Selon l'article 1231-6 du code civil, les dommages et intérêts dus à raison du retard dans le paiement d'une obligation de somme d'argent consistent dans l'intérêt au taux légal à compter de la mise en demeure. Ces dommages et intérêts sont dus sans que le créancier soit tenu de justifier d'aucune perte. Le créancier auquel son débiteur en retard a causé, par sa mauvaise foi, un préjudice indépendant de ce retard, peut obtenir des dommages et intérêts distincts de l'intérêt moratoire.

En l'espèce, la Banque Populaire Auvergne Rhône-Alpes ne justifie pas avoir subi un préjudice distinct de celui résultant du retard et de la résistance dans le paiement. Aussi, sa demande sera rejetée, par confirmation du jugement.

Sur les frais et dépens,

Le jugement sera confirmé en ce qu'il a condamné Mme [L] [D] aux dépens et à payer à la Banque Populaire une somme d'un montant de 1 200 € sur le fondement de l'article 700 du code de procédure civile.

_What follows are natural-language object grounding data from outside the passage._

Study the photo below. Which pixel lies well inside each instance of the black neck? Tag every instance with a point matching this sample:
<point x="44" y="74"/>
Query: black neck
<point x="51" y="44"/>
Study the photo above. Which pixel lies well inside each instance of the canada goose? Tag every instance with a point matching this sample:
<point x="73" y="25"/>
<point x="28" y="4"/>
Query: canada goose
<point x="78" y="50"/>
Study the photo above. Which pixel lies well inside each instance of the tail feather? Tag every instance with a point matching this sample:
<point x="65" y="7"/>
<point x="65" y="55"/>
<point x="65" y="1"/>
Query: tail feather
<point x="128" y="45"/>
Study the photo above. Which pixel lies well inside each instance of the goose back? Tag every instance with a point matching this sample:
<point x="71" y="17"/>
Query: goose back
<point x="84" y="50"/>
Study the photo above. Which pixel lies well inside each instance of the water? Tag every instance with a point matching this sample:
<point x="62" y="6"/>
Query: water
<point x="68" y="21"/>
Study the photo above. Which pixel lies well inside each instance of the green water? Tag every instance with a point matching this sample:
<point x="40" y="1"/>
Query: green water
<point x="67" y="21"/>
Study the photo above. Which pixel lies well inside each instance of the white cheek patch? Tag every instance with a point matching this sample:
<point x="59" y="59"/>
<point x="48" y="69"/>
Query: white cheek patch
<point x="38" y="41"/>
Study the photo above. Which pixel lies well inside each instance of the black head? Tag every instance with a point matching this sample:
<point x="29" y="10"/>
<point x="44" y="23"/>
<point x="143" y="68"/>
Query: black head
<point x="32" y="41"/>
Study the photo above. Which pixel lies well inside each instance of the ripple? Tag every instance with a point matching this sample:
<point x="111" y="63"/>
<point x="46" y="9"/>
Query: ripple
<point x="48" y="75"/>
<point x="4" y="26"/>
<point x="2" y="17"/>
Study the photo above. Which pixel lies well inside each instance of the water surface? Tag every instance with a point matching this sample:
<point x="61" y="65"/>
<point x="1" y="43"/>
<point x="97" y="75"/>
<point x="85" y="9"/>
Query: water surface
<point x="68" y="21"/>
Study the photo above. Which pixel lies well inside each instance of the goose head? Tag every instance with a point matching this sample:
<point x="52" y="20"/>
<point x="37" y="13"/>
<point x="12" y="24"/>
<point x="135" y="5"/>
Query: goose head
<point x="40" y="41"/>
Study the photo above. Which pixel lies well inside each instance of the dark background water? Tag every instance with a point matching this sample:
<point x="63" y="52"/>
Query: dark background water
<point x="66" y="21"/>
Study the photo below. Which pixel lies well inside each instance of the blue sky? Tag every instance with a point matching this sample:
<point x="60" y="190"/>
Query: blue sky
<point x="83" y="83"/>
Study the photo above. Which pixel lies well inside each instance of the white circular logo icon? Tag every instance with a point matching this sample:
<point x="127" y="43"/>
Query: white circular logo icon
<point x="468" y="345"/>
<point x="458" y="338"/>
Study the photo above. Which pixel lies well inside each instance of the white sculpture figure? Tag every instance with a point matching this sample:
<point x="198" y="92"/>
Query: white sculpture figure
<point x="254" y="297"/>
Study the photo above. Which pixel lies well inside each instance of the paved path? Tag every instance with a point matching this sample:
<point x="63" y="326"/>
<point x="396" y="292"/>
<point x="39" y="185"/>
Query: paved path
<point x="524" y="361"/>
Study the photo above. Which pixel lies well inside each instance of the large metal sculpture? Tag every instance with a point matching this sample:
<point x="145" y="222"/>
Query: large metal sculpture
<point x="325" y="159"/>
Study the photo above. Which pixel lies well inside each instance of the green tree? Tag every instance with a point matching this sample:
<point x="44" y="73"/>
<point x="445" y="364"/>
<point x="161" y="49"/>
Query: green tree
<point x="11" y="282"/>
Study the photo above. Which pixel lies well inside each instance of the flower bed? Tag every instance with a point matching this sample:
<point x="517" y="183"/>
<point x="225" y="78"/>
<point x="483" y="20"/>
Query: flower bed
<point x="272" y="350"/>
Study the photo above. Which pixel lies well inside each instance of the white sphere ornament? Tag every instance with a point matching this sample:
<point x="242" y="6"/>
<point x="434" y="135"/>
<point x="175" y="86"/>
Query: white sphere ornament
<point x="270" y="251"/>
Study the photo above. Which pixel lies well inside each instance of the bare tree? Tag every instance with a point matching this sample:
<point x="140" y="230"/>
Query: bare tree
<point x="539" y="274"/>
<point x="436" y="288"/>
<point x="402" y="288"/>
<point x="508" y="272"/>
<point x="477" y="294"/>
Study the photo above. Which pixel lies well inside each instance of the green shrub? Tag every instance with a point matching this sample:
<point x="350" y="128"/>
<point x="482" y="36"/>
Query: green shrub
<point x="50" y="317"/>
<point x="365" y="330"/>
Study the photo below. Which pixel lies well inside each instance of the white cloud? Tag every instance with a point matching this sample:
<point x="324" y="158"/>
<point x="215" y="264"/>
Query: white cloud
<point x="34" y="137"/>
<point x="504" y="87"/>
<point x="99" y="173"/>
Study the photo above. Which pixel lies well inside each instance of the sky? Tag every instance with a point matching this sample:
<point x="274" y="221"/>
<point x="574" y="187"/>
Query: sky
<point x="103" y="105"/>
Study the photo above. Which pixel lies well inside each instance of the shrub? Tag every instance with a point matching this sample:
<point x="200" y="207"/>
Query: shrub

L'équité ne commande pas de faire application des dispositions de l'article 700 du code de procédure civile au profit de M. [I] [D] et Mme [L] [E] épouse [D]. Aussi, leur demande en paiement d'une somme d'un montant de 15'000 € sur ce fondement, au titre des frais irrépétibles qu'ils indiquent avoir exposés, sera rejetée.

La Banque Populaire sera également déboutée, pour les mêmes considérations, de sa demande fondée sur ce texte.

PAR CES MOTIFS

La Cour d'appel statuant publiquement, par décision contradictoire rendue par mise à disposition au greffe, en dernier ressort et après en avoir délibéré conformément à la loi ;

DIT n'y avoir lieu à surseoir à statuer dans l'attente des suites données aux plaintes pénales déposées par Mme [D] ;

INFIRME le jugement prononcé le 18 mars 2025 par le tribunal judiciaire de Brive-La-Gaillarde en ce qu'il a déclaré la demande de la SA Banque Populaire Auvergne Rhône-Alpes titre du prêt n°01656614 irrecevable ;

Statuant à nouveau,

DÉCLARE la demande de la SA Banque Populaire Auvergne Rhône-Alpes titre du prêt n°01656614 recevable ;

CONFIRME le jugement en ce qu'il a :

dit la demande de la SA Banque Populaire Auvergne Rhône Alpes au titre du découvert du compte n°[XXXXXXXXXX01] recevable ;

condamné Mme [L] [E] épouse [D] à payer à la SA Banque Populaire Auvergne Rhône Alpes la somme de 7 424,35 € au titre du découvert n°[XXXXXXXXXX01], avec intérêts au taux légal à compter du 25 janvier 2024 et la somme de 1 200 € au titre des dispositions de l'article 700 du code de procédure civile ;

débouté Mme [L] [E] épouse [D] et M. [I] [D] de leurs demandes ;

débouté la S.A. Banque Populaire Auvergne Rhône-Alpes de sa demande en paiement de dommages et intérêts ;

condamné M. [L] [D] aux dépens ;

Y ajoutant,

CONDAMNE Mme [L] [E] épouse [D] à payer à la SA Banque Populaire Auvergne Rhône-Alpes la somme de 14'432,04 € au titre du solde du prêt n°0165664, outre les intérêts au taux contractuel à compter du 23 janvier 2024 ;

DÉBOUTE la SA Banque Populaire Auvergne Rhône-Alpes de sa demande en paiement à l'encontre de M. [I] [D] de la somme de 14'432,04 € au titre du solde du prêt n°0165664 ;

DÉBOUTE les parties de leurs demandes plus amples ou contraires ;

CONDAMNE Mme [L] [E] épouse [D] aux dépens d'appel.

LA GREFFIÈRE, LE PRÉSIDENT,

Isabelle MOREAU. Didier DE SEQUEIRA.